The stars have created a buzz around town. While allowing the cast and crew to work on the movie, titled "The Big White," residents have taken advantage of chance encounters on the street, in bars or in stores to talk with celebrities.
And many schoolchildren have been roaming the compact town on their bikes to go stargazing during daylight hours; one observer called them the "kidarazzi."
"They have brought a lot of energy to town," resident Karla Ray said of the movie crew. Ray owns the Klothes Rush, Broadway Video and the Kone Kompany with her husband, Duff. "They've knocked us out of our winter doldrums."
It seems every local has a tale to tell about a brush with fame, and residents and visitors alike have found much to enjoy in each other's company.
"They've sort of dispelled most people's impression of Hollywood folk," said Janilyn Heger, owner of the Alaskan Sojourn Hostel. "They're very casual, very nice people."
Heger - whose home is near where the stars are staying - spotted Williams walking in town and asked him to sign her unique guestbook - lines of clothespins hanging in the entryway. Heger said the star was very gracious, and signed a pin.
Blaine Mero, owner of the Now & Then Shop, said the actor/comedian dropped by and riffed on some antique signs on display. Williams has given impromptu performances at other businesses, too.
Hunter stopped in at Broadway Video to rent a movie and found a line at the counter. But clerk Garrett Hunt said the actress did not demand any special accommodations.
"(She) was like, 'Let these people go ahead; I'm not in a hurry,'" he said.
Hunter paid the same rental fee as everyone else - but employees did not make her leave a credit card number as deposit. She signed the store's copies of her movies, like "The Piano" and "Raising Arizona."
"They're famous and rich, but still so humble," Hunt said. "They're nicer than most people I've met."
Skagway tourism director Buckwheat Donahue - who has dealt with many film crews in the past - said this one stands out.
"They make a lot of requests, but they always say 'Please,' 'Thank you,'" Donahue said. "A lot of production companies don't do that."
As the guests have brought an infusion of energy to town, they have also pumped a lot of money into businesses.

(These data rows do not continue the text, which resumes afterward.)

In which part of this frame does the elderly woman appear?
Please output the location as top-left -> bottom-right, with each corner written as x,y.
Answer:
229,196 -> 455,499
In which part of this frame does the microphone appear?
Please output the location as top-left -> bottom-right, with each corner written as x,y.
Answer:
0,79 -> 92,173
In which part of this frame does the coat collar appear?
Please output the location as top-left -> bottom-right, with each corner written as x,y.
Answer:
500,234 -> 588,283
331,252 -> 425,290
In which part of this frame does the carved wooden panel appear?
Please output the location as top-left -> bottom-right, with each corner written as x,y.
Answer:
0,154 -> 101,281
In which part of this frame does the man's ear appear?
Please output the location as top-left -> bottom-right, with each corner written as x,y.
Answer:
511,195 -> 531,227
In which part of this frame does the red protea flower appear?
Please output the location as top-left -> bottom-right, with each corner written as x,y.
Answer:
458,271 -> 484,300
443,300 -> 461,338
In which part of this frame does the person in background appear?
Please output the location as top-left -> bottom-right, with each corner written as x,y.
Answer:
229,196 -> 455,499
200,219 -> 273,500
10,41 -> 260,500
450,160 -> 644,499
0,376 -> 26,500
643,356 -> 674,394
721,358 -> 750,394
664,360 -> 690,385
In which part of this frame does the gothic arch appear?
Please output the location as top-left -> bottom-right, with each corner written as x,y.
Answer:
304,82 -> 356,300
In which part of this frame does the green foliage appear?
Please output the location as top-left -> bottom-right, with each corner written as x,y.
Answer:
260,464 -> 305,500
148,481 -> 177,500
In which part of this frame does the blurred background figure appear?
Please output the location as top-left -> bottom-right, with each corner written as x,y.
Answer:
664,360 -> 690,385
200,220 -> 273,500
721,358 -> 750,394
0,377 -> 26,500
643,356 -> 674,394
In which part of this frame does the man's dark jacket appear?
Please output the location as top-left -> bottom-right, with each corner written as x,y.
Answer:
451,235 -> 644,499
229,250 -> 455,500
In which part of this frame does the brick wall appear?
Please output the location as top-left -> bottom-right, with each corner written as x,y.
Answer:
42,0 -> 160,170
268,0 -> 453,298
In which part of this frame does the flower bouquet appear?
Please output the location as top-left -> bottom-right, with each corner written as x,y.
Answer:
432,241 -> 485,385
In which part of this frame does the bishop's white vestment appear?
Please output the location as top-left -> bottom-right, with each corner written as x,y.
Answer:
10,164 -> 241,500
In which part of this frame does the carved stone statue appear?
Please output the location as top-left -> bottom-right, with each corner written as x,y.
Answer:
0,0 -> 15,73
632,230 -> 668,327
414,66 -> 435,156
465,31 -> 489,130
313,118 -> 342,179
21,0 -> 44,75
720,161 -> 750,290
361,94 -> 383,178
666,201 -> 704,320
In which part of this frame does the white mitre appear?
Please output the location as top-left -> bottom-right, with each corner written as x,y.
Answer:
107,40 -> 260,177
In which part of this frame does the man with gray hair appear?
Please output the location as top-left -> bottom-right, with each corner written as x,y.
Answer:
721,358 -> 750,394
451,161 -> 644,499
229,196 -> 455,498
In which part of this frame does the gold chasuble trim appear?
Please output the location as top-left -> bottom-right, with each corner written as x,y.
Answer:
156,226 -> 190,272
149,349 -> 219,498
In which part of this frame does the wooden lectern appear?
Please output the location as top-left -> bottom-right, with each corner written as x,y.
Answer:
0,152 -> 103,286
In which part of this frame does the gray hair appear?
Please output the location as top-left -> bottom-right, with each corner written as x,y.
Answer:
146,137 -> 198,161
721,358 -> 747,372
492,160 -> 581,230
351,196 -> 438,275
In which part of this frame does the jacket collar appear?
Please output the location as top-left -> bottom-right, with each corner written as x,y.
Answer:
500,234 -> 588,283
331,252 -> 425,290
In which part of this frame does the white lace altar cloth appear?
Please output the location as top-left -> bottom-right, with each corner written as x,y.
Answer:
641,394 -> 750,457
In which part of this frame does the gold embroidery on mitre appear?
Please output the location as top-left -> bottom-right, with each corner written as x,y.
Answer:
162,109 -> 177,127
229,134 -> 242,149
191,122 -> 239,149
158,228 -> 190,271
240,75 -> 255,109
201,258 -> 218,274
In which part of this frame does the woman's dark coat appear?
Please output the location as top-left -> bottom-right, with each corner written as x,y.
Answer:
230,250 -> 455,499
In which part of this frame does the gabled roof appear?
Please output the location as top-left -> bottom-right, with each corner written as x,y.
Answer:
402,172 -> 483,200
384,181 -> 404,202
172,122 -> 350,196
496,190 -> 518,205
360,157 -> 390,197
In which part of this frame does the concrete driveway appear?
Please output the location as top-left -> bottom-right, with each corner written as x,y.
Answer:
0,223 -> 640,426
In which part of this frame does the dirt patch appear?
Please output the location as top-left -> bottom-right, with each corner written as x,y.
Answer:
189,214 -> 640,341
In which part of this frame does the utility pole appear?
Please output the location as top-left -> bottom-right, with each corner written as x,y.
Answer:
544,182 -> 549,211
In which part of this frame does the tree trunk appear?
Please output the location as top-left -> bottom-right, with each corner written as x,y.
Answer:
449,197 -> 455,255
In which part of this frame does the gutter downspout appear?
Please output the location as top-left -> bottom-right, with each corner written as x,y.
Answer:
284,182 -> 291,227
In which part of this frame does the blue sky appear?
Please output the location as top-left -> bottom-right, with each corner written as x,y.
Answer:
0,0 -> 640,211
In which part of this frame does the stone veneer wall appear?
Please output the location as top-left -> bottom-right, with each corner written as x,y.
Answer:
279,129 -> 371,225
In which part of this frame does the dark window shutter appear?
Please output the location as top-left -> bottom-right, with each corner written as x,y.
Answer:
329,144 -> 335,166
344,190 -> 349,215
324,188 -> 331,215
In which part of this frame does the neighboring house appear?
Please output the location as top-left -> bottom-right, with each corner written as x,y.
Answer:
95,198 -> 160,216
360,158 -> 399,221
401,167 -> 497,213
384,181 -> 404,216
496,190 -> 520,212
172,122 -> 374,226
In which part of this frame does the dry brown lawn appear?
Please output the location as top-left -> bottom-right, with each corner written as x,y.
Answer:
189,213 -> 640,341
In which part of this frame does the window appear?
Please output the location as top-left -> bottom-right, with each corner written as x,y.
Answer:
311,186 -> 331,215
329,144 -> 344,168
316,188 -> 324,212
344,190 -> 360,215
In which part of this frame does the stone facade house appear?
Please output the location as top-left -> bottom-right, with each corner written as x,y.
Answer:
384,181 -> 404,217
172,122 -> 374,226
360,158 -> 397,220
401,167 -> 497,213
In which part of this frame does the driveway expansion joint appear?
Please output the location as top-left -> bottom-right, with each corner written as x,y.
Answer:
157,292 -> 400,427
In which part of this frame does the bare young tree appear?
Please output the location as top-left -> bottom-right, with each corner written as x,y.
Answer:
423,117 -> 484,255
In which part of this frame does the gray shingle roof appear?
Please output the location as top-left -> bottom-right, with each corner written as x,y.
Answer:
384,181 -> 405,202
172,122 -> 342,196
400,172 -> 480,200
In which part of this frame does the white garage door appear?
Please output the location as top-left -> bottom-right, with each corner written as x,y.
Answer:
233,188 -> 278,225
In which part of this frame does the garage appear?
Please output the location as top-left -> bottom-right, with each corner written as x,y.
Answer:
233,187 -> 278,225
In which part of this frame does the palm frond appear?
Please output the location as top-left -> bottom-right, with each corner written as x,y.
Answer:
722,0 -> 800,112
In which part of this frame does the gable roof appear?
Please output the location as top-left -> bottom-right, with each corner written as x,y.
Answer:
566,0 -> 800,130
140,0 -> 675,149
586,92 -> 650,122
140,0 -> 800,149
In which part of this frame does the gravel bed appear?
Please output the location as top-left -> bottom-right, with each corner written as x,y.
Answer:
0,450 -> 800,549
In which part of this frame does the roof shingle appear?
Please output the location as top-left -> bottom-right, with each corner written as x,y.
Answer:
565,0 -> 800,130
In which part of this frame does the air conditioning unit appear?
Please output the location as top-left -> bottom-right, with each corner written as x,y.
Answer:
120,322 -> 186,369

"Everyone is feeling blessed by it," said Heger, who - though not putting up film workers at her hostel - has nonetheless benefited by accommodating other visitors unable to find hotel rooms. "April is usually that last, eking-by month before we have some revenue coming in (from summer tourism)."

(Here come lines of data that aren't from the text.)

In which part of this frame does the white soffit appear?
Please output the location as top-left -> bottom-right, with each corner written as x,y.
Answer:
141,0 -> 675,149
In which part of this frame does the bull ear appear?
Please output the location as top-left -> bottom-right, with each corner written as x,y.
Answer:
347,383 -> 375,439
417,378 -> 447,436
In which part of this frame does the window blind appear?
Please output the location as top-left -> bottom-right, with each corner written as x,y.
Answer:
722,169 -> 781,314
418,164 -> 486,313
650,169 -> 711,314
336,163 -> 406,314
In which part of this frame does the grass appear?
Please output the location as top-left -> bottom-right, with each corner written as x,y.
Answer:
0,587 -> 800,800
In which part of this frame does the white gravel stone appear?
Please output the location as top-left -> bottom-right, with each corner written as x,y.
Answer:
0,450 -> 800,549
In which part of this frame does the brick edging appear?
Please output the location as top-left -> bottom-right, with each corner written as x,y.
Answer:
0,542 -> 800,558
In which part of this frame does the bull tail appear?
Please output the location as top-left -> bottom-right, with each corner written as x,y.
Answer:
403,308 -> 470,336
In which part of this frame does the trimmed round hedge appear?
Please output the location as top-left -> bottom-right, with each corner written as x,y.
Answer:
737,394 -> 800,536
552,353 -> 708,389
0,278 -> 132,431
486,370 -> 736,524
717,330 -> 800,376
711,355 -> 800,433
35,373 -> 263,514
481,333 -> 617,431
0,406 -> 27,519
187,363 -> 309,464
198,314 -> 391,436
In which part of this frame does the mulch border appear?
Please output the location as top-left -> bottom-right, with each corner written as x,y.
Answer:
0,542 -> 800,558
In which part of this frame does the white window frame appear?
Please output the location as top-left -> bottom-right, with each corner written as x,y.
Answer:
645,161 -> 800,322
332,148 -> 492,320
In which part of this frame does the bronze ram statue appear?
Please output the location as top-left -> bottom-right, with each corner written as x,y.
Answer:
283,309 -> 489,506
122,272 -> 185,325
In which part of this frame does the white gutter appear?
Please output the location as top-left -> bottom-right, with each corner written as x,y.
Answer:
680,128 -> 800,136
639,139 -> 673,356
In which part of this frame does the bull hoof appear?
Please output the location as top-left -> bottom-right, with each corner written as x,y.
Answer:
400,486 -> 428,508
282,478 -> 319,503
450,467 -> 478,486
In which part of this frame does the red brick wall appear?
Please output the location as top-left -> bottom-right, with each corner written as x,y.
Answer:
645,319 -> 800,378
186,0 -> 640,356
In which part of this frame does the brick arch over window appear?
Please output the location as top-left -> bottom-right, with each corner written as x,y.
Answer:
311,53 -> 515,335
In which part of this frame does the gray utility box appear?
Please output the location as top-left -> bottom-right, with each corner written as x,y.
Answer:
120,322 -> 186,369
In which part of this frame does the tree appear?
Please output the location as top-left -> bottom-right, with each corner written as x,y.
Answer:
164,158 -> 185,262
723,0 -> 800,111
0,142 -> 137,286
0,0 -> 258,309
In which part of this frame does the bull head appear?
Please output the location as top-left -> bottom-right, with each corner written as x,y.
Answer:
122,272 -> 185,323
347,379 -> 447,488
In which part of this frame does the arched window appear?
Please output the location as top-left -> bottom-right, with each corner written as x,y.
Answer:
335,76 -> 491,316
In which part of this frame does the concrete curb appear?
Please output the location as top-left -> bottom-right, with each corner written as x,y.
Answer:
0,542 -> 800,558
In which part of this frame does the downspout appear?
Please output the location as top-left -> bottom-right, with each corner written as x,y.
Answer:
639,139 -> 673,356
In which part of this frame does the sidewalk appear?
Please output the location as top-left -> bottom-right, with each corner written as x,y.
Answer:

The Westmark Inn opened a month early for the crew, and other hotels and restaurants have seen an increase in business.
"We won't know for months exactly what kind of a boost it's been, but we are expecting at least 1,300 room-nights out of them for the month of April," Donahue said. "Usually we only get a couple hundred."

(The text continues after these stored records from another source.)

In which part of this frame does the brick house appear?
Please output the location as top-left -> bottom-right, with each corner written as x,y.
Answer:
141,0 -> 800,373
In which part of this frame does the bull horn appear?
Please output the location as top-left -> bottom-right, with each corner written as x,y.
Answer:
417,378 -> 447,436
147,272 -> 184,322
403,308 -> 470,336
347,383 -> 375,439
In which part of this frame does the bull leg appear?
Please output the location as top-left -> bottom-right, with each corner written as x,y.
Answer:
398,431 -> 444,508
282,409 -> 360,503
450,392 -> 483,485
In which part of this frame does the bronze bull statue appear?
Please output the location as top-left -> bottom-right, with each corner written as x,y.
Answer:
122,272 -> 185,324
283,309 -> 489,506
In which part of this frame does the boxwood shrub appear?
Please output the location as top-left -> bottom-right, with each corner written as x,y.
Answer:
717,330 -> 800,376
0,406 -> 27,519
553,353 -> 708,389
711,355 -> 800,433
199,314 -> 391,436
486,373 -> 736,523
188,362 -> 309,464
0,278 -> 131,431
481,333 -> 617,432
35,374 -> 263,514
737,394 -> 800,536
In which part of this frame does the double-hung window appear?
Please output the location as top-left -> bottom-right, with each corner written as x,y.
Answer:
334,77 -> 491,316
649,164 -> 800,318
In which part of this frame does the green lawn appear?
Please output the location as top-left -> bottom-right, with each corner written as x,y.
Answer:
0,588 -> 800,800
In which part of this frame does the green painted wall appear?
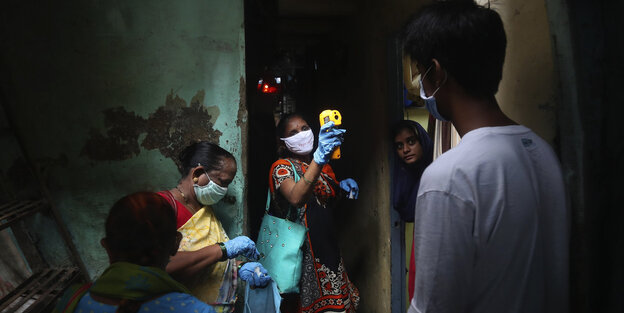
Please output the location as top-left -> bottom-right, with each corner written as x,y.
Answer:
0,0 -> 246,276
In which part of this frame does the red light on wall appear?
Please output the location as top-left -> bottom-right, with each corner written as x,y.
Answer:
258,78 -> 280,94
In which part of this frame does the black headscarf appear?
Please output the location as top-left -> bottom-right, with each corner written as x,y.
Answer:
392,120 -> 433,222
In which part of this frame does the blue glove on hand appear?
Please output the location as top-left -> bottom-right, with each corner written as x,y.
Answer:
340,178 -> 360,199
238,262 -> 271,287
314,121 -> 346,165
223,236 -> 260,260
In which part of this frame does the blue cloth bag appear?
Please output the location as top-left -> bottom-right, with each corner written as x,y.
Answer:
244,281 -> 282,313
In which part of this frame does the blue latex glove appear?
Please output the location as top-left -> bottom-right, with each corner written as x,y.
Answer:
223,236 -> 260,260
238,262 -> 271,288
340,178 -> 360,199
314,121 -> 346,165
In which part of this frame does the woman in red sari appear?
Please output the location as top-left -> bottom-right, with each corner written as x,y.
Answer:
269,114 -> 360,313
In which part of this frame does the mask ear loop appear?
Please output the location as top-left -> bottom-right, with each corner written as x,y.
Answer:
197,163 -> 216,184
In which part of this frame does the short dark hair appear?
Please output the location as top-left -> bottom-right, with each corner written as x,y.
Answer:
179,141 -> 236,177
105,192 -> 177,266
403,0 -> 507,98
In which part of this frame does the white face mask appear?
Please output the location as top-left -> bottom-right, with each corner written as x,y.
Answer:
193,164 -> 227,205
280,129 -> 314,155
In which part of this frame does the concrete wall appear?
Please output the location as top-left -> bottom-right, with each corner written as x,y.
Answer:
0,0 -> 246,276
486,0 -> 557,144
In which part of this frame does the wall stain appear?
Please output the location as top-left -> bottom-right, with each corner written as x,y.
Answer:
81,90 -> 222,166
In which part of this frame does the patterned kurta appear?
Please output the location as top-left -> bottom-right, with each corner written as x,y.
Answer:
269,158 -> 360,313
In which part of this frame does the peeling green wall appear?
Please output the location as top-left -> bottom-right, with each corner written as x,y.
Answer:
0,0 -> 246,276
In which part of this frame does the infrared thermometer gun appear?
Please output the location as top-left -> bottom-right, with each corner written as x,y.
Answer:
319,110 -> 342,160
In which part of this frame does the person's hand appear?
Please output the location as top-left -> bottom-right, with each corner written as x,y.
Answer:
238,262 -> 272,288
314,121 -> 346,165
223,236 -> 260,260
340,178 -> 360,199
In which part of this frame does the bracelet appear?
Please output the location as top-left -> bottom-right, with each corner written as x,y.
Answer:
301,173 -> 312,185
217,242 -> 228,261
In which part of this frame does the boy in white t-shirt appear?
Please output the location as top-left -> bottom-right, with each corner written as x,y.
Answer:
404,1 -> 569,313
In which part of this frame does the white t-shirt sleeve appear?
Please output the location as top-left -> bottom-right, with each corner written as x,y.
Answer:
408,191 -> 476,313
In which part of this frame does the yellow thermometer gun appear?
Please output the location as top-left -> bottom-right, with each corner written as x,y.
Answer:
319,110 -> 342,160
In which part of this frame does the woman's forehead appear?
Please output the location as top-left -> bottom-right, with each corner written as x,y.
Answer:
288,116 -> 308,128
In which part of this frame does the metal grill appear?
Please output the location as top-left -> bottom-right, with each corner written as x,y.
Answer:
0,200 -> 47,230
0,267 -> 79,313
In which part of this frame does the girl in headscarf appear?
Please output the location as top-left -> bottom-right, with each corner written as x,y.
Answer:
392,120 -> 433,299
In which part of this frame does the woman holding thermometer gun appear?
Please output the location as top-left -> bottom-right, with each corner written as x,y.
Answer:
269,110 -> 360,312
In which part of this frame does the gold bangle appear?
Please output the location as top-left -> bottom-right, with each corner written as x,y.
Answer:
217,242 -> 228,262
301,173 -> 312,185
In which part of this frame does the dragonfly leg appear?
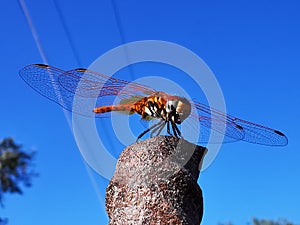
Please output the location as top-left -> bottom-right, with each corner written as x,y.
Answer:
167,121 -> 172,135
150,120 -> 166,137
171,122 -> 181,138
136,120 -> 164,142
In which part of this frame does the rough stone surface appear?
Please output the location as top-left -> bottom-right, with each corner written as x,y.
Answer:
106,136 -> 207,225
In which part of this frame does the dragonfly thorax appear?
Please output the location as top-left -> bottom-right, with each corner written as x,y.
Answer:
166,97 -> 191,124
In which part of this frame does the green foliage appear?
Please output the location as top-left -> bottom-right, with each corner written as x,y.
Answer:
0,138 -> 37,206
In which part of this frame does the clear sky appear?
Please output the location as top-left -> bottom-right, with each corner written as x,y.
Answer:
0,0 -> 300,225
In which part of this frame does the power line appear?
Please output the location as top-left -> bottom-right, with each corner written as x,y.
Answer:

Collin Friesen, who wrote the movie, is from Canada but is currently living in Los Angeles. He called Skagway "the friendliest town I've ever been to in my life."
"The people have been absolutely terrific," he said. "Everyone has been excited, but they're letting us do our stuff."
The cast and crew had to deal with some technical problems - few of their cell phones work in Skagway, and there were some problems accessing the Internet - but the town left a good impression.
"I don't think I could live here, but there is something nice about spending time in a place like this," Friesen said. "People are nice to you, even though you can't do anything for them."